Congress took an important step last month when it enacted regulatory relief legislation for small and less complex financial institutions. However, credit unions and their members still need more relief from the Consumer Financial Protection Bureau and its one-size-fits-all approach to rulemaking that continues to hinder credit unions’ ability to fully serve consumers.
Going forward, CFPB regulations should be two things: appropriately tailored to focus on bad actors, and fully supported by data and research.
Credit unions support both the existence of the bureau and common-sense regulation. Indeed, credit unions are the original consumer financial protectors, because their not-for-profit, cooperative ownership structure and mission “to promote thrift and provide access to credit for provident purposes” affirms different goals and motivations than for-profit financial institutions.
Considering the size of the average credit union is minuscule ($31 million) compared to massive Wall Street banks with assets in the trillions of dollars, it’s no wonder that the CFPB’s approach has had an adverse impact on smaller financial institutions. Wall Street banks can afford to hire hordes of compliance staff and high-priced attorneys, but local credit unions must divert time and resources previously dedicated to member services to comply with rules intended for mega banks and abusers of consumers.
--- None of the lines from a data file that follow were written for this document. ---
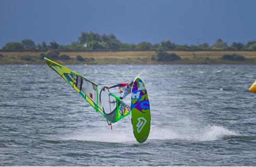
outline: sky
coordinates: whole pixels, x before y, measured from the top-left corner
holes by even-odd
[[[121,42],[230,44],[256,40],[256,1],[0,0],[0,48],[77,41],[82,32],[113,33]]]

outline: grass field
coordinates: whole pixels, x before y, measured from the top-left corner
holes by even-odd
[[[129,52],[60,52],[59,55],[65,54],[71,58],[69,60],[56,60],[64,64],[256,64],[256,51],[168,51],[179,55],[181,59],[171,62],[159,62],[152,60],[151,57],[155,55],[154,51]],[[6,64],[42,64],[44,61],[39,59],[40,52],[0,52],[0,65]],[[223,60],[224,54],[236,54],[247,58],[245,61],[234,61]],[[29,55],[34,59],[26,61],[20,59],[21,56]],[[90,62],[77,61],[76,57],[94,58]],[[1,55],[0,55],[1,56]]]

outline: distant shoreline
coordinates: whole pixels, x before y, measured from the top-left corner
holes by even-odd
[[[256,65],[256,51],[167,51],[174,53],[181,57],[180,60],[173,61],[157,61],[152,59],[154,51],[114,51],[114,52],[61,52],[59,55],[68,55],[69,60],[57,59],[55,61],[63,64],[83,65],[216,65],[239,64]],[[0,65],[41,65],[45,61],[39,58],[42,52],[1,52]],[[245,61],[230,61],[222,59],[224,54],[233,54],[244,56]],[[32,60],[21,59],[22,56],[33,57]],[[85,61],[78,61],[77,55],[86,58]],[[92,60],[86,61],[86,58]]]

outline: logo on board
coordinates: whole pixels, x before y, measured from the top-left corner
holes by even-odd
[[[147,120],[143,117],[140,117],[138,119],[138,121],[139,122],[136,125],[136,127],[137,127],[138,133],[140,133],[140,131],[141,131],[144,126],[146,124]]]

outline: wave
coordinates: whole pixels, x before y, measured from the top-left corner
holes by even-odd
[[[114,126],[113,132],[106,128],[97,130],[80,130],[66,136],[64,140],[76,140],[107,143],[137,143],[131,125]],[[148,142],[150,140],[179,139],[182,140],[211,141],[226,140],[239,134],[233,131],[218,126],[188,126],[173,129],[151,126]],[[228,137],[229,136],[229,137]]]

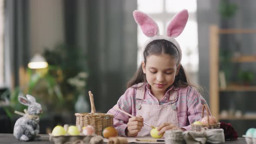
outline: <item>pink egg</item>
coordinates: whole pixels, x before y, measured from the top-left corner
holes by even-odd
[[[201,120],[201,122],[203,124],[206,124],[207,123],[207,116],[203,117]],[[213,124],[216,123],[216,118],[212,116],[209,116],[209,122],[210,124]]]
[[[93,128],[90,125],[87,126],[83,129],[82,133],[85,135],[92,135],[94,133]]]

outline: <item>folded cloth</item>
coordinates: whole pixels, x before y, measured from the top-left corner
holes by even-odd
[[[224,130],[221,128],[208,129],[200,132],[188,131],[184,131],[183,134],[187,144],[204,144],[207,142],[220,144],[225,142]]]

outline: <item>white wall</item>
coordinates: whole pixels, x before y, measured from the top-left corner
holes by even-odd
[[[64,41],[62,0],[29,1],[29,39],[31,57]]]

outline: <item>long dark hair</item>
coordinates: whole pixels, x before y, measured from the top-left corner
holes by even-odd
[[[176,46],[171,42],[165,39],[157,39],[149,43],[146,47],[143,52],[145,64],[147,57],[151,55],[161,55],[168,54],[171,56],[178,62],[179,52]],[[141,65],[135,74],[127,84],[128,88],[140,82],[147,82],[146,75],[143,73],[142,66]],[[181,65],[178,75],[175,76],[173,84],[175,88],[185,88],[188,86],[195,87],[198,91],[202,90],[201,87],[192,85],[189,82],[184,69]]]

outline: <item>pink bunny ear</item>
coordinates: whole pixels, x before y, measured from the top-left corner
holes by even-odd
[[[167,27],[167,35],[174,37],[179,36],[184,29],[188,19],[188,12],[187,10],[176,14]]]
[[[135,10],[133,12],[133,17],[145,35],[153,37],[159,34],[158,26],[149,16],[139,10]]]

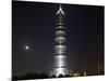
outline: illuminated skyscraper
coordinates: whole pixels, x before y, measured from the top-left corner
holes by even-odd
[[[62,6],[60,4],[60,8],[57,12],[57,27],[56,27],[56,38],[55,38],[55,76],[59,77],[60,75],[65,76],[68,75],[66,69],[66,33],[65,33],[65,27],[64,27],[64,17],[65,14],[62,10]]]

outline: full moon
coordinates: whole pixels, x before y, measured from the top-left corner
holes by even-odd
[[[29,46],[28,46],[28,45],[26,45],[26,46],[25,46],[25,49],[26,49],[26,50],[28,50],[28,49],[29,49]]]

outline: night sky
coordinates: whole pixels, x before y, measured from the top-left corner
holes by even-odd
[[[68,68],[104,68],[104,6],[62,4]],[[58,3],[12,1],[12,73],[53,69]],[[29,49],[25,50],[28,45]]]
As a result, credit unions struggle to keep up with increasing regulatory red-tape and ultimately end up having to shelve some consumer-friendly options from the market. Take the CFPB’s remittances rule – half of the credit unions that offered remittances either exited the market or reduced offering once the overly burdensome regulation went into effect. The real-world impact means consumers are denied access to safe and affordable financial services, which is the exact opposite result that consumer advocates seek.
It is crucial that the CFPB tailor its rules to ensure not-for-profit financial cooperatives are empowered to offer consumer-friendly products and services. This can be accomplished without sacrificing consumer protection because credit unions have a long and storied history of protecting consumers and acting in the interest of their member-owners. Plus, the bureau’s own data used in its rulemaking process reveals no consumer abuse by credit unions.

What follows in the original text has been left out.